Partly in hopes of getting more discussion going on the site, partly to reach out to a different audience, and partly to say that there are certain posts that aren't merely news or a quick thought or two but that reflect a bit of thought on my part, I am setting up a new series of posts which I'm calling the Netlab Dispatches. Think of these as slow blogging (isn't it great that you can coin a term and then find out that someone else already has written the manifesto for it?), a rejection of immediacy and pagerank in favor of consideration. Slow food for the gaping maw of Drupal.

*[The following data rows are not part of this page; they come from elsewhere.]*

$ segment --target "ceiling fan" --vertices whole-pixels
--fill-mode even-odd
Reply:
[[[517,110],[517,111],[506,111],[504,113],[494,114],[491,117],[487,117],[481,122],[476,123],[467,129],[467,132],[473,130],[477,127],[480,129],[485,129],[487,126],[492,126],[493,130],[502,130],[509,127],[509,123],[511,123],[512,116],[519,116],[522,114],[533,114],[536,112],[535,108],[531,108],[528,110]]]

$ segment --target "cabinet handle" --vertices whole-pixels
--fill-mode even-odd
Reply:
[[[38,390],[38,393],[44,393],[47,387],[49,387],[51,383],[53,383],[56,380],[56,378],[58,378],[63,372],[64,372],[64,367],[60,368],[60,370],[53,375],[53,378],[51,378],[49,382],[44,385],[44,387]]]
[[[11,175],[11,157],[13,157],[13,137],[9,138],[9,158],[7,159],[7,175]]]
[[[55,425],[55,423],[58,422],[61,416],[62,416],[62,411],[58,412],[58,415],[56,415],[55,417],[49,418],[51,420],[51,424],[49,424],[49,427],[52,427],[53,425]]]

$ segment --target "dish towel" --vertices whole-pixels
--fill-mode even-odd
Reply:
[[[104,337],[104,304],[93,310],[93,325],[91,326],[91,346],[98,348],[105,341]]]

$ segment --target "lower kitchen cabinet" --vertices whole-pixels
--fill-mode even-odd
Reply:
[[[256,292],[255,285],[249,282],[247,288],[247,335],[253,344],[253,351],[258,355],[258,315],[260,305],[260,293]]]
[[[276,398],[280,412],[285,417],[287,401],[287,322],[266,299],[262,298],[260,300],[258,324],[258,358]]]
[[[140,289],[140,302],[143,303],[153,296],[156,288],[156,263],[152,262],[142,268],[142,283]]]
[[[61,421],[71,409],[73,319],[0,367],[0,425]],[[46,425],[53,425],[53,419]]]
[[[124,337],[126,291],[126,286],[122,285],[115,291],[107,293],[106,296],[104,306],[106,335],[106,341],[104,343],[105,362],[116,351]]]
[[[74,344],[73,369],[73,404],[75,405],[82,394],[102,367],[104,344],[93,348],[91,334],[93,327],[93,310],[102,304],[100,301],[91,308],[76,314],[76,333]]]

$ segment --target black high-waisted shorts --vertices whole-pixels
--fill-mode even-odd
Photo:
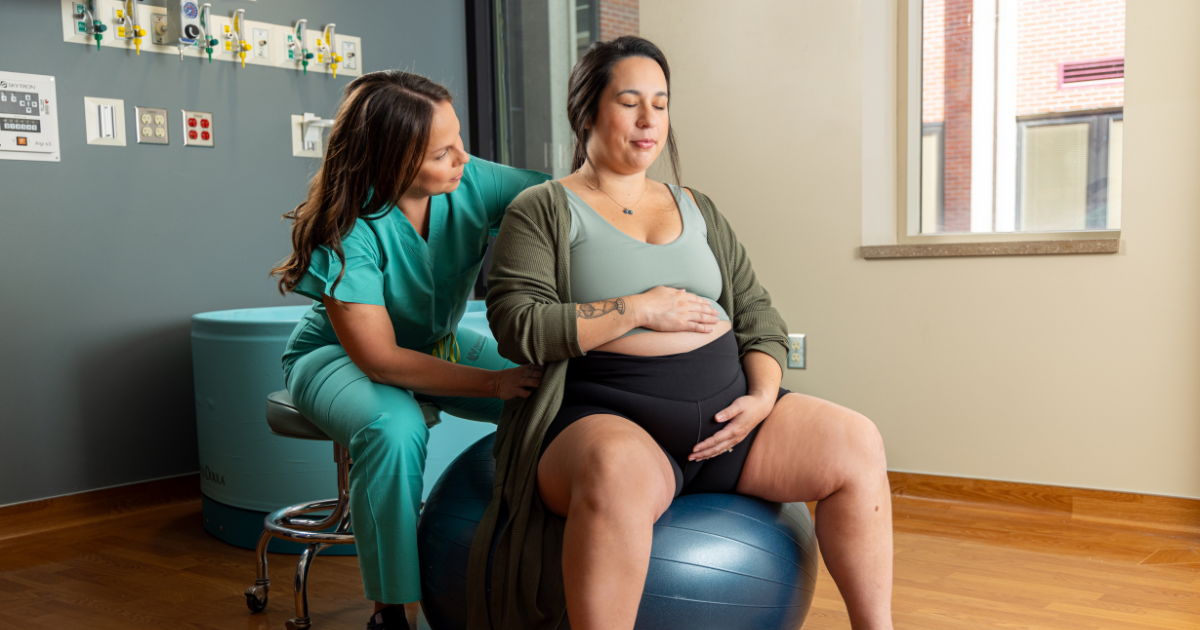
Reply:
[[[780,388],[776,400],[787,394]],[[621,416],[646,430],[671,461],[675,496],[734,492],[759,424],[729,453],[689,462],[692,448],[727,426],[715,416],[746,395],[746,375],[733,331],[707,345],[657,357],[591,351],[571,359],[562,407],[542,452],[572,422],[595,414]]]

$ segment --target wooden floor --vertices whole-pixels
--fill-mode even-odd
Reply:
[[[0,630],[283,627],[294,556],[251,615],[253,553],[207,535],[200,503],[0,538]],[[1200,533],[1009,507],[895,499],[897,628],[1200,628]],[[824,565],[805,628],[849,628]],[[318,629],[364,627],[354,558],[319,557]]]

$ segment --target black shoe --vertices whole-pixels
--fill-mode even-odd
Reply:
[[[367,620],[367,630],[409,630],[408,617],[404,615],[403,606],[388,606],[371,615]]]

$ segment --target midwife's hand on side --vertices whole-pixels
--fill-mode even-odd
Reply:
[[[542,366],[521,365],[507,370],[497,370],[495,374],[494,391],[496,398],[511,400],[513,398],[529,398],[533,390],[542,382]]]

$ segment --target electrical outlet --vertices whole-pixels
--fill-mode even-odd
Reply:
[[[134,107],[138,144],[170,144],[167,131],[167,110],[161,107]]]
[[[212,113],[183,110],[183,146],[213,146]]]
[[[808,344],[805,342],[804,335],[788,335],[788,343],[791,346],[788,348],[788,369],[805,369],[805,352]]]

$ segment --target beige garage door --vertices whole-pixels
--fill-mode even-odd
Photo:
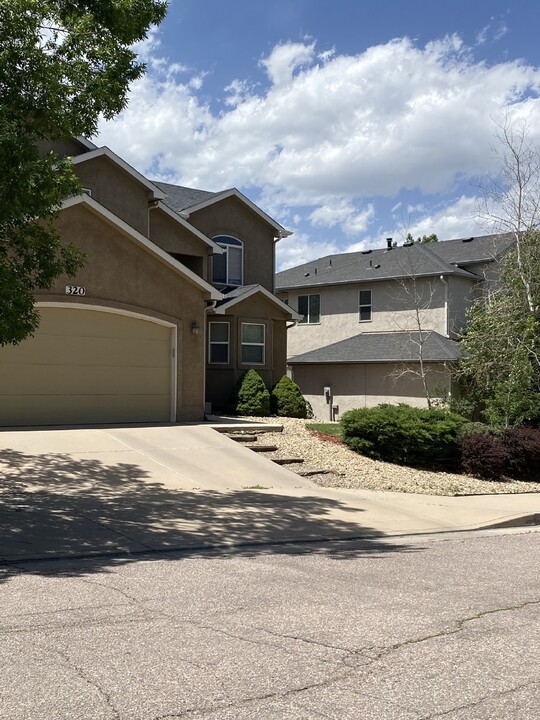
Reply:
[[[0,425],[170,420],[170,327],[88,309],[40,315],[33,338],[0,348]]]

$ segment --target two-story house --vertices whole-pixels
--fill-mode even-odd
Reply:
[[[511,235],[343,253],[276,276],[302,316],[288,364],[316,417],[383,402],[425,406],[452,392],[456,338],[475,297],[496,282]]]
[[[36,294],[34,336],[0,348],[0,425],[202,420],[245,370],[277,382],[297,318],[273,293],[285,228],[236,189],[152,182],[82,138],[52,147],[83,188],[56,227],[86,262]]]

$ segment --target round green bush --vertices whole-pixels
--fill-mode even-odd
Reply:
[[[245,372],[233,388],[227,411],[235,415],[270,415],[270,393],[264,380],[255,372]]]
[[[306,418],[306,401],[298,385],[284,375],[279,380],[270,397],[270,407],[275,415],[281,417]]]
[[[447,410],[404,403],[349,410],[341,418],[343,441],[376,460],[453,469],[459,463],[459,435],[465,419]]]

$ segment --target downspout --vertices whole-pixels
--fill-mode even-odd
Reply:
[[[444,285],[444,334],[450,337],[450,328],[448,327],[448,281],[444,279],[444,275],[440,276]]]

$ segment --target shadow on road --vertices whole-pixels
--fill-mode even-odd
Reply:
[[[309,552],[335,559],[413,549],[381,542],[383,533],[361,525],[361,512],[336,500],[250,488],[171,489],[135,464],[0,451],[0,559],[12,571],[30,559],[92,556],[81,574],[106,572],[156,553],[173,558],[179,548],[174,558],[223,546],[244,555],[298,554],[315,541]],[[319,542],[353,537],[363,541]],[[50,563],[41,565],[46,572]],[[75,565],[70,572],[77,574]]]

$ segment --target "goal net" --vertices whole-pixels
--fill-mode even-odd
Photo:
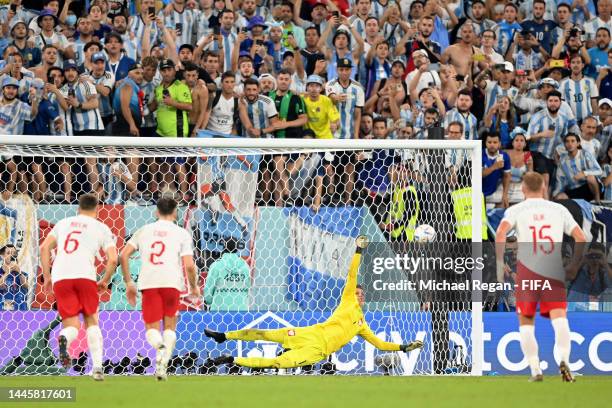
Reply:
[[[214,367],[210,359],[275,357],[281,345],[216,344],[204,329],[287,327],[291,335],[292,327],[325,321],[339,304],[355,239],[365,235],[370,245],[358,276],[365,321],[355,324],[381,340],[421,340],[424,347],[380,351],[358,336],[321,363],[264,372],[481,375],[480,299],[469,289],[419,285],[481,271],[459,276],[436,263],[402,263],[472,256],[470,238],[480,242],[483,232],[480,155],[479,142],[465,140],[1,136],[0,375],[66,373],[57,361],[61,322],[55,298],[42,288],[38,248],[58,221],[76,214],[79,194],[92,191],[119,249],[155,220],[159,197],[179,202],[202,297],[181,297],[170,373],[261,373]],[[228,252],[238,255],[235,267],[219,268]],[[103,263],[101,254],[99,272]],[[136,254],[135,281],[140,265]],[[153,372],[139,310],[140,297],[135,307],[127,303],[118,268],[100,293],[106,373]],[[88,373],[84,328],[69,352],[67,373]]]

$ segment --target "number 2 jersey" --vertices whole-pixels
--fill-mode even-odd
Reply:
[[[191,235],[171,221],[159,220],[140,228],[128,241],[140,252],[138,289],[185,290],[181,258],[193,256]]]
[[[57,241],[51,268],[53,283],[64,279],[96,280],[94,264],[100,250],[115,248],[110,228],[93,217],[77,215],[61,220],[50,232]]]
[[[517,260],[538,275],[564,281],[563,234],[571,235],[578,226],[567,208],[542,198],[529,198],[508,208],[504,220],[516,232]]]

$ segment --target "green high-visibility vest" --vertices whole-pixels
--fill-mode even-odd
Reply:
[[[459,239],[472,239],[472,187],[465,187],[451,193],[455,213],[455,235]],[[482,240],[487,239],[487,213],[482,197]]]
[[[412,195],[414,201],[414,208],[406,206],[408,195]],[[417,220],[419,219],[419,200],[417,198],[416,189],[413,186],[408,188],[396,188],[393,190],[391,197],[391,211],[389,212],[389,218],[387,224],[394,225],[391,231],[391,238],[400,239],[402,234],[406,234],[408,241],[414,240],[414,230],[416,228]],[[407,222],[406,217],[409,217]]]

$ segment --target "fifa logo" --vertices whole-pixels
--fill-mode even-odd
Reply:
[[[552,286],[548,280],[527,279],[521,281],[521,290],[552,290]]]

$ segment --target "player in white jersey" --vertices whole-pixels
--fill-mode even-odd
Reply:
[[[79,197],[78,215],[58,222],[41,246],[44,289],[55,294],[57,311],[64,328],[59,333],[59,359],[70,367],[68,347],[79,333],[79,315],[87,328],[87,345],[93,362],[94,380],[104,379],[102,332],[98,326],[98,289],[104,290],[117,268],[115,237],[108,226],[96,220],[98,199],[92,194]],[[53,268],[51,251],[57,249]],[[106,272],[96,285],[94,261],[100,250],[106,253]]]
[[[519,242],[516,310],[521,349],[531,369],[530,381],[542,381],[543,378],[534,326],[539,303],[540,315],[551,319],[555,331],[555,348],[561,358],[561,378],[573,382],[569,368],[570,329],[566,312],[565,275],[575,276],[580,267],[584,232],[565,207],[544,199],[546,187],[542,175],[525,173],[522,190],[525,201],[508,208],[497,228],[497,280],[504,282],[506,236],[514,230]],[[561,256],[563,234],[570,235],[576,241],[573,258],[565,268]]]
[[[183,266],[189,279],[189,295],[200,296],[193,262],[191,235],[175,224],[177,203],[171,198],[157,201],[154,223],[140,228],[121,251],[121,270],[128,302],[136,305],[136,286],[130,274],[130,256],[138,251],[142,267],[138,290],[142,292],[142,316],[147,342],[157,350],[155,378],[165,380],[166,367],[176,343],[176,317],[180,292],[185,289]],[[160,321],[164,323],[162,335]]]

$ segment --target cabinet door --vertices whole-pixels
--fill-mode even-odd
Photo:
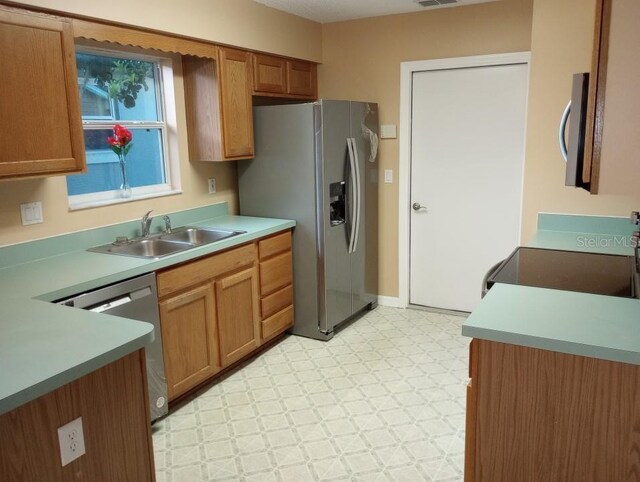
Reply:
[[[220,370],[212,284],[160,302],[169,400]]]
[[[256,93],[287,93],[287,61],[270,55],[253,55],[253,90]]]
[[[226,159],[253,157],[251,54],[220,48],[218,55],[222,145]]]
[[[190,161],[223,161],[216,61],[182,56]]]
[[[216,298],[220,358],[224,367],[251,353],[259,345],[257,268],[218,279]]]
[[[593,155],[588,166],[585,154],[585,169],[591,169],[592,194],[635,199],[640,177],[640,3],[598,0],[597,4],[599,23],[590,85],[596,93],[592,104],[595,119],[587,124],[587,129],[593,128]]]
[[[0,6],[0,66],[0,178],[83,171],[71,23]]]
[[[310,62],[287,62],[287,86],[288,93],[303,95],[315,99],[317,73],[316,65]]]

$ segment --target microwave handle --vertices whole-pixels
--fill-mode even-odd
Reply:
[[[560,144],[560,153],[562,154],[564,162],[567,162],[567,141],[565,134],[567,132],[569,114],[571,114],[571,101],[569,101],[567,107],[565,107],[564,112],[562,113],[562,119],[560,119],[560,129],[558,129],[558,143]]]

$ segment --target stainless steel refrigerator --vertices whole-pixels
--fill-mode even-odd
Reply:
[[[378,106],[254,108],[256,156],[238,164],[240,213],[295,219],[291,332],[330,339],[378,294]]]

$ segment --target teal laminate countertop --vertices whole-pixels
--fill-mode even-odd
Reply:
[[[540,214],[528,246],[629,256],[631,232],[626,218]],[[462,334],[640,365],[640,300],[497,283]]]
[[[640,302],[498,283],[462,334],[640,365]]]
[[[91,373],[153,340],[144,322],[51,301],[290,229],[295,221],[228,215],[226,203],[171,214],[174,226],[246,231],[169,255],[140,259],[87,252],[133,236],[139,222],[0,248],[0,414]],[[11,262],[15,264],[11,264]]]

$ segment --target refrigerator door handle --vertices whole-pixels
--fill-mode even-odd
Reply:
[[[362,214],[362,185],[360,183],[360,159],[358,158],[358,149],[356,140],[351,138],[351,149],[353,150],[354,164],[356,166],[356,219],[354,223],[354,239],[352,253],[358,249],[358,235],[360,234],[360,215]]]
[[[350,207],[351,207],[351,222],[349,223],[349,253],[353,253],[355,250],[355,234],[357,229],[357,216],[358,216],[358,206],[357,206],[357,179],[356,179],[356,169],[357,164],[355,162],[353,142],[351,138],[347,138],[347,150],[349,151],[349,182],[351,184],[351,196],[349,199]]]

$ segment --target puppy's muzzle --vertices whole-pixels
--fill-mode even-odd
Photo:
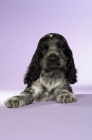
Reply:
[[[47,58],[49,66],[59,65],[60,57],[54,53],[50,54]]]

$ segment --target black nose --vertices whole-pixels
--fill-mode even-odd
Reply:
[[[57,56],[56,54],[52,53],[52,54],[50,54],[50,56],[48,57],[48,60],[49,60],[50,62],[56,62],[56,61],[59,60],[59,56]]]

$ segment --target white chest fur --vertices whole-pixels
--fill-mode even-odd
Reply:
[[[66,84],[63,75],[40,75],[40,77],[33,82],[31,89],[33,90],[34,98],[38,98],[39,95],[44,93],[44,96],[49,96],[50,92],[54,89],[64,87]]]

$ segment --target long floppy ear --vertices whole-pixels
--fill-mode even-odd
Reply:
[[[41,68],[39,65],[38,57],[39,57],[39,54],[38,54],[38,49],[37,49],[35,54],[33,55],[31,63],[24,77],[24,84],[27,84],[28,87],[31,86],[32,82],[37,80],[40,75]]]
[[[77,70],[75,68],[73,54],[70,49],[68,50],[68,59],[69,60],[66,66],[66,78],[70,84],[74,84],[77,82]]]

In recognition of this, Netlab Dispatches will not only be posted to the blog, they will be sent out via e-mail to anyone who signs up for them (in the form on the right). There will be a few Netlab Dispatches a month, maybe one, no more than four (unless something comes over me). The first one comes out next week. I hope these more substantive and more provocative posts intrigue you. You will be able to read all of them here and even subscribe to this set of posts via a special RSS feed if it suits you.

Let's see how this experiment goes.

With that, it's time to sign off for the night.